I am desperately trying to extend my stay in australia but i dont know what to do. 
here is my situation: 
i came to australia on my first working holiday visa. 
after it expired i went home ( back to germany ) for 2 months. then i reentered australia on my second working holiday visa. this one is going to expire at the end of september this year. 
i do have a boyfriend who is an australian citizen and he is one of the reasons why i want to stay longer in australia. apart from that i have lots of friends here that i dont want to leave behind.
my plan was to apply for a tourist visa ( subclass 600 ) to stay in australia and during that time i wanted apply for the partner visa. i can't apply for the partner visa yet because it has not been quite one year that my partner and me are together. ( by the time my second working holiday visa runs out we have been together for 11 months) 
But now i have heard that it is very unusal for the tourist visa to be granted after your second working holiday visa because the immigration might think that i will work illegally. 

now my question is if there is any other way for me to stay or to make the tourist visa work ? 
how can i make my touirsit visa appear genuine ?
how can i convince the immigration that i won't work illegally and that im no risk for them ? 
or would it be possible for me to go home ( my partner stay in australia ) and then when we are together for a year i apply for the partner visa at home ? 
Also just in case the tourist visa might be an option for me, can i apply for it now ( i still got one month on my second working holiday visa ) or will that get rid of my second working holiday visa so that i would loose that month ?
should i better wait until my working holiday visa is closer to expire ? 

Any help would be very appreciated !


----------



## CollegeGirl (Nov 10, 2012)

Is there any way you can register your relationship?

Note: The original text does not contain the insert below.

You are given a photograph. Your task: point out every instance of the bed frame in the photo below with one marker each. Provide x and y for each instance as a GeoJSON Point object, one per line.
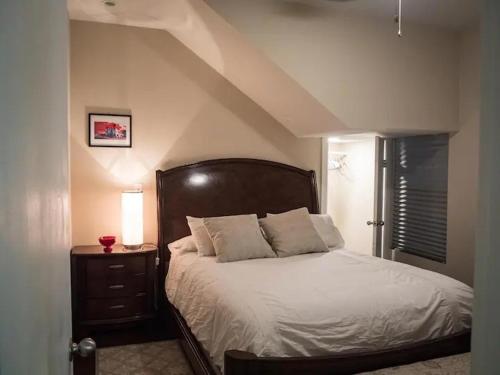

Then you could apply now instead. You'd have to do it soon, though.


----------



## sina1308 (Jul 31, 2013)

No i cant as we are living in WA. they don't have a realtionship register here ...
but thanks for your help anyway !


----------



## sina1308 (Jul 31, 2013)

Is there anything else i could do CollegeGirl ?


----------



## AndrewM (Mar 30, 2014)

*Defacto with only 11months so far...*

Hi Sina,

I am battling the same issue (however only been on my WHV for 1 year) now trying to go on a visitor visa for a few months.

Were you successful or would it be different if you had only been on a WHV for 1 year?

Thx.


----------